With the increasing importance of both design and price in the end-user PC market, newly established manufacturer FishPC believes it can not only break into the market, but take it by storm.
And yes, its computer looks like a fish. The company, which was established in April this year, is now looking to build a reseller base for the computers, opening a sales section on its Web site specifically designed for the channel.
"FishPC started everything because it is different from the beige box," explained company CEO Tim Sabre. "But we have begun to bring in new designs and promotions. We are also creating a site that is really interactive - with message boards and chat rooms."
The company's unorthodox PC range is likely a reflection on its business model; FishPC sources and creates components with overseas manufacturers to sell both directly off its Web site and through the channel. Sabre claims the company's direct relationship with manufacturers means cost savings - 20-30 per cent on average - which can be passed down through the channel.
"We have moved away from the online business model," he said. "Although we do have a direct sales site, we want to work together with resellers - we offer attractive margins and our retail price is cheaper than many similar products cost wholesale.
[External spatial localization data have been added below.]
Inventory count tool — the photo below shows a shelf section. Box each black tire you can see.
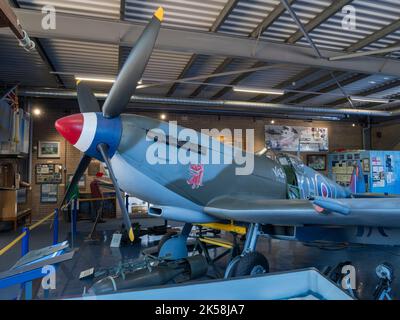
[232,251,269,277]
[157,231,178,252]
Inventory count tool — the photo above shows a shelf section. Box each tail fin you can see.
[350,161,367,194]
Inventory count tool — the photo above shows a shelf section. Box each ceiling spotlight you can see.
[233,87,285,95]
[350,96,389,103]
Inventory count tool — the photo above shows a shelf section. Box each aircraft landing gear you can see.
[158,223,192,260]
[224,223,269,279]
[374,262,394,300]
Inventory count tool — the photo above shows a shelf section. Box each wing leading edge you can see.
[204,196,400,228]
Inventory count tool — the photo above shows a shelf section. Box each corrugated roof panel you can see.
[226,65,305,100]
[0,35,57,87]
[125,0,228,31]
[121,47,192,95]
[305,75,396,105]
[198,59,257,99]
[218,0,280,36]
[42,39,118,90]
[261,0,334,42]
[18,0,121,19]
[362,30,400,59]
[299,0,400,50]
[174,55,225,97]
We supply all across Australia and we want the stores to be our supply channel."
In addition to the infamous computer box that resembles a fish, the company manufactures standard boxes. Sabre said resellers could make money by providing upgrades and services on these products.
"It is another reason we are concentrating on attracting good resellers - they can give the care to the customer that is embodied in our products.
The company will also release a 32MB MP3 player which will sell for under $200.
"The difference with Fish PC is we want to create something that interests the end user, but not just from a profit margin point of view. Resellers have jumped on board because the product is different and our prices are very good. For example, a wireless Internet mouse will typically cost $80, but we sell the product for $27, including GST."
Not content with moving boxes, the company has also teamed up with telecommunications company Isis to give customers free calls in over 30 countries without a time limit. It is part of a range of customer loyalty schemes such as free Internet, mobile phone calls and Fish Points, which can be collected simply by surfing the site. The company will soon launch a voucher system whereby customers can cash in their Fish Points for vouchers which they can then give as presents or spend online.
"Our Web site has been ranked amongst the top 10 in our category so we are up there with the likes of Toshiba," Sabre said. "We place value on our members and end users, even though they are not necessarily buying anything."